Have you ever cried when a celebrity died? This is my third time. I cried when Prince, died in 2016. I cried when Cicely Tyson died in 2020. And I cried today, when I watched this clip of Sarah Harding singing her heart out and I realised that I had somehow, despite all reported evidence, convinced myself that she would still be here in 2022, that she would be included in the 20th anniversary celebrations of Girls Aloud and that we would have one last bittersweet memory of her time as part of something that had brought us so much joy over the years, to cherish before the end. The delusion is over.

It’s probably very uncool to admit how upset I have been about the death of someone I don’t know personally. The sadness speaks to what it represents, though: hundreds of beautiful, silly, fun memories that belong to me, and many more thousands that belong to other people. The sadness speaks to the understanding that not only will we not get to make more memories like that, even remembering the ones we already have will never feel the same again.

I put my phone down for a couple of hours to take a break from the overwhelm of the timeline and when I returned I happened to click on the Guardian’s official obituary when I was scrolling through the trending topic. I’m conscious that I might be feeling over sensitive, but to my mind the sketch of Sarah it presents is mean-spirited and reductive, omitting mention of her achievements as one-fifth of Girls Aloud, one of the UK’s most successful girlbands in favour of recalling trivial, tabloid details from her, at times, publicly messy private life.

The obituary spends more time on the media persona of Sarah Harding than it does the human being at its centre. That human being was vibrant, unpredictable, girl-you-meet-in-the-club-toilets friendly, a kinetic force on stage and the second most reliable live vocal after Nadine – even taking into account that iconic bum note. She was known as Hardcore Harding for her relentless partying at the height of her fame, and because she was less predictable and more up for anything than her bandmates. You couldn’t help but notice a little instability, underneath it all. A little fracture in her heart. A fault line. It was part of her charm.

She had the same sort of quality in her character that simultaneously compelled and repulsed us towards Caroline Flack, to use the most recent example that springs to mind at this late hour. Obituaries like these are written and edited and published without a blink because as a society, we are uncomfortable with these women. Their fragility frightens us. We can’t stand how sincere their barely concealed vulnerability is, we resent it, in fact, because we ourselves spend so much time being disingenuous at work and selectively truthful at play, and because we almost have to do that for survival, or so we think. We package up their complexities and label them with a limited archetype, deliberately making them more tricky to sympathise with because – and this is the really clever part – these archetypes are designed to make us think that they are built around the woman, when the truth is they are being crammed into a box manufactured as standard and shuttled along the conveyor belt of fame. We are guilty of time and again of damaging these women in transit – dropping them, or squeezing them too tightly in our grasp. Either way, they break.

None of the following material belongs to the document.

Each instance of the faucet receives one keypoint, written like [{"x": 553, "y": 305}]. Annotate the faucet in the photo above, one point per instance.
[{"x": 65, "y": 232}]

I would never normally presume to speak for an entire group of people, but I feel fairly confident that all Girls Aloud fans would agree with me when I say that we loved Sarah because of her vulnerability, not despite it. I have a distinct memory of describing her as “obviously transparent” on an old blog I kept around that time, when I was a clumsier writer. What I was trying to gesture at, was this notion that Sarah knew she wasn’t fooling anyone when she presented as “Hardcore” and maybe wasn’t really trying to. We knew that she alternately wore her bravado as a mask and wielded it as a shield and she knew that we knew. Wanted us to, I think. We loved her because we knew she was an absolute caner and because we knew she wasn’t just an absolute caner, in the way that her media caricature was painted. I did not know Sarah, but I knew girls who behaved like her. I’ve, at times, been girls who behaved her. Sometimes the hurt you hold in your heart is too hard to hide wholly convincingly. There is relief on all sides when everyone sticks to the script, plays along. None of us are skilled enough at improv for what happens if we break the fourth wall.

Many more informed words than mine have been written about divas, camp queens, gay icons and the idols of “hun” culture – why these women appeal, what that says about us, and (less often, more tentatively) how can we stop literally loving them to death. This is not that. I write not to explain or explore these concepts but to acknowledge that within their limitations, and as much as she could be made out from this distance – popstar to fan – Sarah was seen by so many. We understood what we could, from what she showed us.

All that to say that it is not that it is incorrect to present Sarah Harding, in death, “sins” first. Indeed, if there happens to be anywhere to go after life, I’m almost certain that’s how you arrive at the gates. Not incorrect, then, but unfair. She projected that image at us and we held up the Mirror to reflect it back at her. In her absence, we should be adding dimension, not flattening her further.